After some time of working, clojure service is getting issues with failed connection to transactor:
org.apache.activemq.artemis.api.core.ActiveMQNotConnectedException: AMQ219006: Channel disconnected
at org.apache.activemq.artemis.core.client.impl.ClientSessionFactoryImpl.connectionDestroyed(ClientSessionFactoryImpl.java:374)
at org.apache.activemq.artemis.core.remoting.impl.netty.NettyConnector$Listener$1.run(NettyConnector.java:1228)
at org.apache.activemq.artemis.utils.actors.OrderedExecutor.doTask(OrderedExecutor.java:42)
...
org.apache.activemq.artemis.api.core.ActiveMQObjectClosedException: AMQ219017: Consumer is closed
at org.apache.activemq.artemis.core.client.impl.ClientConsumerImpl.checkClosed(ClientConsumerImpl.java:971)
at org.apache.activemq.artemis.core.client.impl.ClientConsumerImpl.receive(ClientConsumerImpl.java:204)
...
org.apache.activemq.artemis.api.core.ActiveMQNotConnectedException: AMQ219010: Connection is destroyed
at org.apache.activemq.artemis.core.protocol.core.impl.ChannelImpl.sendBlocking(ChannelImpl.java:460)
at org.apache.activemq.artemis.core.protocol.core.impl.ChannelImpl.sendBlocking(ChannelImpl.java:434)
at org.apache.activemq.artemis.core.protocol.core.impl.ActiveMQClientProtocolManager.createSessionContext(ActiveMQClientProtocolManager.java:300)
....
clojure.lang.ExceptionInfo: Error communicating with HOST 10.0.1.78 on PORT 4334
at datomic.connector$endpoint_error.invokeStatic(connector.clj:53)
at datomic.connector$endpoint_error.invoke(connector.clj:50)
at datomic.connector.TransactorHornetConnector$fn__9390.invoke(connector.clj:224)
at datomic.connector.TransactorHornetConnector.admin_request_STAR_(connector.clj:212)
at datomic.peer.Connection$fn__9646.invoke(peer.clj:219)
...
Connection is destroyed and Error communicating repeats till service is dead
We cannot find any particular reason for that.
One of the possible clues on this is GC allocation issue:
A prolonged GC pause on the transactor could lead to a peer receiving timeouts or exceptions.
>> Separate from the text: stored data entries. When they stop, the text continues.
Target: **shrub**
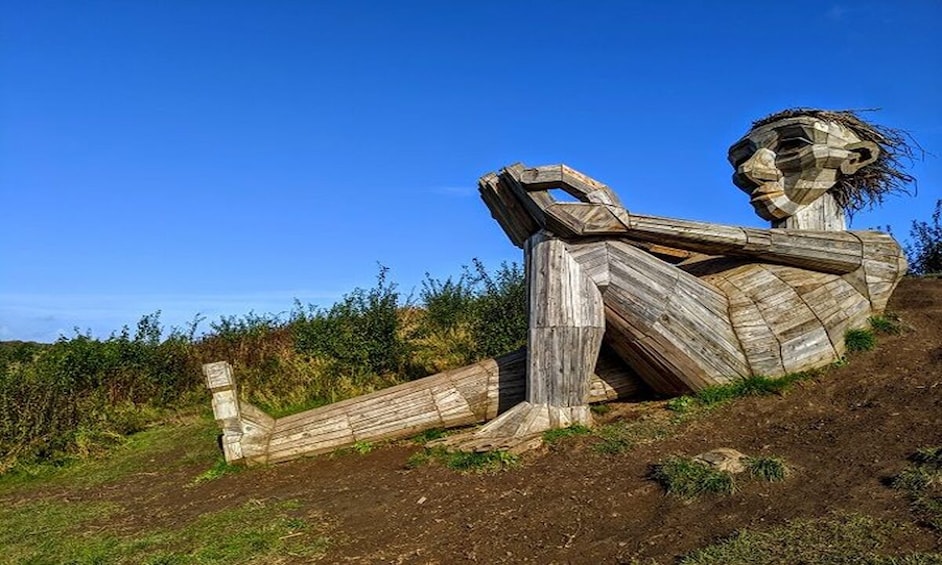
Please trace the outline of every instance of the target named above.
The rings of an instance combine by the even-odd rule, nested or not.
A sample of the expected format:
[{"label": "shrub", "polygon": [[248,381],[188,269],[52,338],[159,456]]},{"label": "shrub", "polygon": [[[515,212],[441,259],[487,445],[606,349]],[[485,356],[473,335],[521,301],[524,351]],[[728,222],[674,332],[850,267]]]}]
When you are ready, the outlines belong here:
[{"label": "shrub", "polygon": [[399,337],[399,293],[380,266],[376,286],[355,289],[330,309],[296,308],[290,323],[295,350],[330,360],[346,375],[382,375],[401,368],[405,344]]},{"label": "shrub", "polygon": [[914,275],[942,273],[942,200],[935,203],[932,222],[913,220],[912,241],[906,246],[909,272]]}]

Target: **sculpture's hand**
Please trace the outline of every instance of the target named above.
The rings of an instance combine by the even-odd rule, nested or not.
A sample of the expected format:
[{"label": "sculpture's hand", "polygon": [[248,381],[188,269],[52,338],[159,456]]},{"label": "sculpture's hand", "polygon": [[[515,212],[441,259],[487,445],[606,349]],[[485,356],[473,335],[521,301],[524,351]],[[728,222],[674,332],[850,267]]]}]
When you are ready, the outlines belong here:
[{"label": "sculpture's hand", "polygon": [[[566,165],[526,168],[515,164],[479,183],[481,196],[511,240],[522,246],[541,229],[561,237],[624,234],[628,212],[608,186]],[[550,189],[579,202],[559,202]]]}]

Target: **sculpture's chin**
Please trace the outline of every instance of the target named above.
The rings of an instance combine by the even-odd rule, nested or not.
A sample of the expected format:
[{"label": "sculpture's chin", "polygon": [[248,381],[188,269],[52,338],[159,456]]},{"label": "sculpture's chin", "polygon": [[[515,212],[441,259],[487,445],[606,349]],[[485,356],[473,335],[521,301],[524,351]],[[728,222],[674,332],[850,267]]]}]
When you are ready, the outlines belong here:
[{"label": "sculpture's chin", "polygon": [[750,203],[759,217],[770,222],[792,216],[800,208],[798,204],[789,200],[782,190],[769,191],[763,194],[756,194],[756,192],[753,193],[754,196]]}]

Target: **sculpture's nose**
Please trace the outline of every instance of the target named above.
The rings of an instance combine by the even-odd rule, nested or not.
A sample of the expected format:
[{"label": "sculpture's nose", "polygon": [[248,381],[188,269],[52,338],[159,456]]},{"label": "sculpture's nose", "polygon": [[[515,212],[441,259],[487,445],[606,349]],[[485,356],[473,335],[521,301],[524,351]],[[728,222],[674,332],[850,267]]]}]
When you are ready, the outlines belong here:
[{"label": "sculpture's nose", "polygon": [[782,178],[782,171],[775,166],[775,152],[764,147],[739,165],[739,174],[757,185],[775,182]]}]

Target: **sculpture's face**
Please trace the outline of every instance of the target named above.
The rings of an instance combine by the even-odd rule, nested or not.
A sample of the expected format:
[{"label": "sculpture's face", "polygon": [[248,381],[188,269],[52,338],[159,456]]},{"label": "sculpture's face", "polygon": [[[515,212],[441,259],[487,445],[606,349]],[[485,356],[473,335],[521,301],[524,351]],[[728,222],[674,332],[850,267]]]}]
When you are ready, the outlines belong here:
[{"label": "sculpture's face", "polygon": [[874,162],[879,147],[836,122],[811,116],[759,126],[729,148],[733,183],[756,213],[780,220],[817,200],[840,175]]}]

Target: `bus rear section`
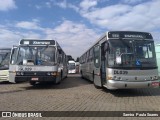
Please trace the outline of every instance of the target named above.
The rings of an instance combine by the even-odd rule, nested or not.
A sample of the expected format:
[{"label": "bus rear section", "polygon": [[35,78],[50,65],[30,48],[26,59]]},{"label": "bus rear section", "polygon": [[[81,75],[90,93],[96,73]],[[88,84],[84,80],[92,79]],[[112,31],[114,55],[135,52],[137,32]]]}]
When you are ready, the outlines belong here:
[{"label": "bus rear section", "polygon": [[75,61],[68,61],[68,73],[76,73],[76,62]]},{"label": "bus rear section", "polygon": [[0,82],[9,81],[9,60],[11,48],[0,49]]},{"label": "bus rear section", "polygon": [[65,53],[56,41],[23,39],[12,51],[9,80],[29,81],[31,85],[60,83],[67,76],[65,60]]}]

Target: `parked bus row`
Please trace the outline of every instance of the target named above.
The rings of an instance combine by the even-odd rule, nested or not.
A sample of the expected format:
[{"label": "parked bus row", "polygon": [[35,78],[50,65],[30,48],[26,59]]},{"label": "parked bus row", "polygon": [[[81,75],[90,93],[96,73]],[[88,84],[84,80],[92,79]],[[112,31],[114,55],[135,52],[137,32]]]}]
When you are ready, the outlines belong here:
[{"label": "parked bus row", "polygon": [[80,56],[80,63],[68,61],[55,40],[22,39],[12,50],[0,50],[0,80],[58,84],[67,73],[80,72],[97,88],[157,88],[159,53],[160,45],[155,51],[147,32],[106,32]]}]

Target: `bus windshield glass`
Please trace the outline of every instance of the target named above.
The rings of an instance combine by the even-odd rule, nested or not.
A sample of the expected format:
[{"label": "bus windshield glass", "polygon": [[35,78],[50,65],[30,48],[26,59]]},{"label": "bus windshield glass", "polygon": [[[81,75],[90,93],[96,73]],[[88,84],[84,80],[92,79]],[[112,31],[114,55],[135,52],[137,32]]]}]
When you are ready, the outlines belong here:
[{"label": "bus windshield glass", "polygon": [[0,54],[0,69],[9,68],[10,53],[1,53]]},{"label": "bus windshield glass", "polygon": [[51,66],[55,63],[55,51],[54,46],[20,46],[12,64]]},{"label": "bus windshield glass", "polygon": [[[119,39],[109,40],[109,45],[109,67],[157,67],[153,41]],[[120,64],[117,59],[120,59]]]},{"label": "bus windshield glass", "polygon": [[75,63],[69,63],[69,70],[76,69]]}]

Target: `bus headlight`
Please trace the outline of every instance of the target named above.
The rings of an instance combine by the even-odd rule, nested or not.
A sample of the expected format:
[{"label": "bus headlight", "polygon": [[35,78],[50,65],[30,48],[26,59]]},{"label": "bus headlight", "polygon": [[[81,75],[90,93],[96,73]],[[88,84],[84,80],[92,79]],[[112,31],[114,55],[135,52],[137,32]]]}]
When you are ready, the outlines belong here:
[{"label": "bus headlight", "polygon": [[16,75],[24,75],[23,72],[16,72]]},{"label": "bus headlight", "polygon": [[154,76],[154,80],[158,80],[158,76]]},{"label": "bus headlight", "polygon": [[16,72],[16,75],[21,75],[21,73],[20,72]]},{"label": "bus headlight", "polygon": [[151,78],[151,80],[154,80],[154,78],[153,77],[150,77]]},{"label": "bus headlight", "polygon": [[50,72],[47,72],[47,75],[51,75],[51,73],[50,73]]},{"label": "bus headlight", "polygon": [[50,75],[56,76],[56,75],[58,75],[58,73],[57,72],[47,72],[46,75],[48,75],[48,76],[50,76]]},{"label": "bus headlight", "polygon": [[112,76],[109,75],[107,76],[107,80],[112,80],[112,78],[113,78]]},{"label": "bus headlight", "polygon": [[57,72],[52,72],[51,75],[56,76]]},{"label": "bus headlight", "polygon": [[118,77],[118,80],[122,80],[122,78],[121,78],[121,77]]},{"label": "bus headlight", "polygon": [[24,73],[23,73],[23,72],[21,72],[21,75],[24,75]]}]

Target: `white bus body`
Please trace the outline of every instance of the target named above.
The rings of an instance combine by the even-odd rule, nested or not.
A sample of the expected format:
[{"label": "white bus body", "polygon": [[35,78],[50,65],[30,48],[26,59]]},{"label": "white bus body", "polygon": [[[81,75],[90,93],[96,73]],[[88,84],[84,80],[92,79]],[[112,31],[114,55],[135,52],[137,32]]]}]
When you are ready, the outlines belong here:
[{"label": "white bus body", "polygon": [[158,88],[152,35],[109,31],[80,57],[83,78],[108,89]]},{"label": "white bus body", "polygon": [[9,81],[9,60],[11,48],[0,49],[0,82]]},{"label": "white bus body", "polygon": [[160,44],[157,44],[155,46],[155,50],[156,50],[157,65],[158,65],[158,75],[160,80]]},{"label": "white bus body", "polygon": [[55,40],[22,39],[12,49],[9,81],[60,83],[67,76],[67,58]]},{"label": "white bus body", "polygon": [[73,60],[68,61],[68,73],[76,73],[76,62]]}]

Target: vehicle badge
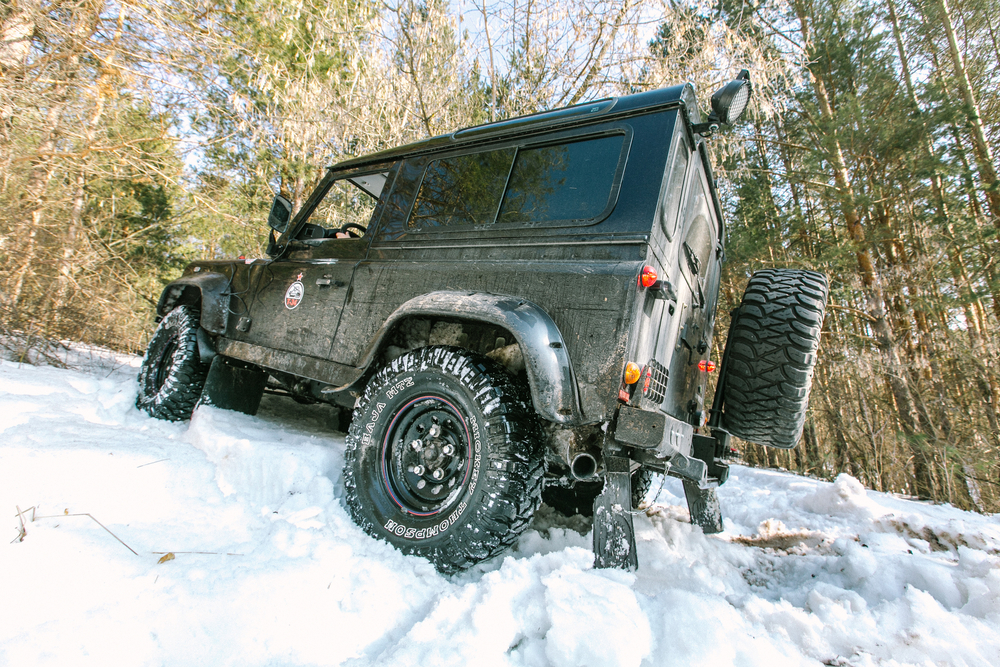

I would set the MaxPauseGCMillis as recommended. If you encounter this error again after setting that, I’d like to see the peer logs and transactor logs at the time of the event. I should be able to see the metrics for GC pause/query timeout or refusal by looking at both logs along with other context clues.
If you’d like me to review the logs in this instance I recommend e-mailing support@cognitect.com to open a case with us and then you can attach or link to the logs from that case.
GC pause was on the peer, not on transactor.
Java props, which I sent you earlier, are of the peer too (my bad).
Transactor contains jvm settings -Xms200g -Xmx200g -XX:+UseG1GC -XX:MaxGCPauseMillis=50.
200g heap is a large heap for a transactor. I’d be interested in hearing more about your system. The trade-off of providing a larger heap to peer or transactor is increased GC overhead. I think if you have the logs I should look at both peer and transactor logs during this event. Could you supply me your transactor (include both active and standby) and peer logs for this event via our support portal? You can e-mail support@cognitect.com or via the website here https://support.cognitect.com/hc/en-us/requests/new
Do you always run your peer with -XX:+PrintGCDetails -verbose:gc and -XX:+PrintGCDateStamps or did you add that for this case? I’d recommend not having that set unless you are specifically troubleshooting a GC issue.